Business owners have many legitimate complaints these days: taxes, regulations, competition (from home and abroad), can’t find good people. The list goes on and on. Always has. Always will.
Yet the pride of the American capitalistic system is the successful family business. These entrepreneurs have found their way through, around or over the seemingly endless obstacles to become a “successful business owner.” An SBO for short.
For the purposes of this article, SBOs have excess funds to invest. Typically these excess funds are in one (or more) of three places: (1) still in the business, (2) in their (or spouse’s) name or (3) in a qualified plan.
Over the years, the quote that follows has been nicknamed the SBO’s lament: “I know how to make money in my business… but when it comes to making money with my investment money, either I don’t have time to watch it, don’t know how to watch it or rely on my investment advisor. When the market is up, my advisors do fine… when it’s down, they do lousy.”
For the past couple of years, the lament usually ends with, “Now the market is lousy (or down, or uncertain or similar words). What should I do?”
(Note: Yes, yes… millions of Americans—other than SBOs—have the same investment dilemma: “Where do I invest my money?”)
Now, regular readers of this column know that your author is a tax planner: finding legal ways to avoid all types of taxes—particularly estate taxes. To do this requires—among other things—getting my client’s personal balance sheet.
Here’s what I can tell you the balance sheets reveal about the investments of SBOs (and also other estate planning clients). Their success (or failure) in the stock market and a myriad of other investments, in general, mirrors the Dow Jones: happy on the way up and painful on the way down. Usually, real estate investments are a winner.
Now what about that excess cash? Terrible results. Almost always the investments are conservative: divided between (1) CDs and money market funds, (2) municipal bonds and (3) a “zillion” variety of annuities. After taxes and inflation, your net earnings on (1) investments are typically less than 3%, sometimes even negative. Those income tax free bonds, (2), not only have a low rate of return but fall in value when interest rates rise. Annuities, (3), could fill a large book to describe all the varieties and, most of all, the complaints from clients. Never, not once, has a client told me that he/she is happy with the results of an annuity. (Sure would like to hear from a reader who has personally had a positive experience with any annuity.)

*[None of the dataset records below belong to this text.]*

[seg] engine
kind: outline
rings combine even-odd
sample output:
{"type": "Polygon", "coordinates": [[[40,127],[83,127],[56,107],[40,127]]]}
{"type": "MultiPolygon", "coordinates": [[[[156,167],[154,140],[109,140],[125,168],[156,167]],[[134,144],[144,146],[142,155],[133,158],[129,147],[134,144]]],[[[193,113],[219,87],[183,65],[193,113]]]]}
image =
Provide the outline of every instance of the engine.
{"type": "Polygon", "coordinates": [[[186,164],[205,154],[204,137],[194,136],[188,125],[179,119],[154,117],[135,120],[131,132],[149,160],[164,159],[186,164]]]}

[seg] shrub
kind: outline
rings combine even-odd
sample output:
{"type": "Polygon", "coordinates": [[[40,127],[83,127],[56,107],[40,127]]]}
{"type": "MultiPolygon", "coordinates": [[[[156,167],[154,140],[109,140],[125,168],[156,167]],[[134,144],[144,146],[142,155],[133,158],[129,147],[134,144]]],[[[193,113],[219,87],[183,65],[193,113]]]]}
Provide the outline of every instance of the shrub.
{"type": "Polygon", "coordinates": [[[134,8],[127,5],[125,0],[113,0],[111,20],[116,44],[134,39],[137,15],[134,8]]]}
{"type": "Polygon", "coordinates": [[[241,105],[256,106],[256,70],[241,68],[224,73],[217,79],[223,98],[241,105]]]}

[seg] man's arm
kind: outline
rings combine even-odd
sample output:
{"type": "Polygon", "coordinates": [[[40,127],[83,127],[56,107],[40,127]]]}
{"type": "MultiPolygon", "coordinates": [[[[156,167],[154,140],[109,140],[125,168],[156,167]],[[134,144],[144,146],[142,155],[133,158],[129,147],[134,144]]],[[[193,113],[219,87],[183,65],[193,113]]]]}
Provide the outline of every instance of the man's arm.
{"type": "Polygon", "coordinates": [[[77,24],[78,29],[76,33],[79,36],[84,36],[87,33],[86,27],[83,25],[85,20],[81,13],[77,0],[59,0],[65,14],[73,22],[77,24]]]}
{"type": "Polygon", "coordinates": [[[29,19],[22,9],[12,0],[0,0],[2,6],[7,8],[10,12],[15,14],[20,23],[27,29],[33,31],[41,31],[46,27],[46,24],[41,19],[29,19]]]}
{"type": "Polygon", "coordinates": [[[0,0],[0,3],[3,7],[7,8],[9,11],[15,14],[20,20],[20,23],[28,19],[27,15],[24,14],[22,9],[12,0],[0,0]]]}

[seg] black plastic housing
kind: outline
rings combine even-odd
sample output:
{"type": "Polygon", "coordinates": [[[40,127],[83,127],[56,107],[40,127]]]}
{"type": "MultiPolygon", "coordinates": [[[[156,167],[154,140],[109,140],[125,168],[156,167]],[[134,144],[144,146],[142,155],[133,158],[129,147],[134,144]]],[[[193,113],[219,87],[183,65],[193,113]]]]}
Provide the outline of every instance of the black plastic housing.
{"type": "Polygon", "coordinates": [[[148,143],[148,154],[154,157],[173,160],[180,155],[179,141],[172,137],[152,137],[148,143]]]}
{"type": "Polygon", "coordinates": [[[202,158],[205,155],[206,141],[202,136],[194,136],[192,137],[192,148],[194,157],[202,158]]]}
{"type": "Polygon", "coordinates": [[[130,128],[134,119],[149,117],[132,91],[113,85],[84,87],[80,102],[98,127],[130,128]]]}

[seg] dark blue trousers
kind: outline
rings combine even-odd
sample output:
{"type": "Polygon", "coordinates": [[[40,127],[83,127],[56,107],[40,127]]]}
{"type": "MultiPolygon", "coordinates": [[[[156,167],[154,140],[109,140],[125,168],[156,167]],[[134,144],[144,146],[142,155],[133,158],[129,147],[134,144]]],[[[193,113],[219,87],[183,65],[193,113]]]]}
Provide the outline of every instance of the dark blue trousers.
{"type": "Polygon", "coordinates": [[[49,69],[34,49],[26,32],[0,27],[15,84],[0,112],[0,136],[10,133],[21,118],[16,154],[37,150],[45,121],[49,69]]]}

As you can imagine, almost every estate planning consultation with an SBO—and other clients—requires serious consideration concerning the client’s investments: safety, risk, tax consequences, rate of return and other factors. We discuss alternate investments, considering, among other things… profitability, risk and how taxed.
Currently, the most popular alternative investment is senior settlements (SS), also called Life Settlements. The following quote from “The Wall Street Journal” and “USA Today” (and other sources) tells you why SS are becoming such a popular investment.
“Life Settlements [has become a] trillion dollar industry… dominated by institutional investors including Berkshire Hathaway (billionaire Warren Buffet’s company), AIG and CNA. Their pursuit of this market is related to the degree of safety, high yields in excess of 15% per year and the fact that a Life Settlement is not affected by market forces.”
“Life settlements are a very good option for the investor that has as his or her investment philosophy a desire for a secure, safe and “no risk” investment… It is for your “nest egg” money… It is not considered a security by SEC. Therefore it is not normally provided as an investment option by stock brokers.”
Of course, your question is… “Can a little guy (as opposed to an institutional investor) invest in SS. Yes, it’s all made possible by a small publicly traded (on the NASDAQ) company. Its average rate of return an SS investments has been 16.28% per year on average during the company’s 14-year operating history.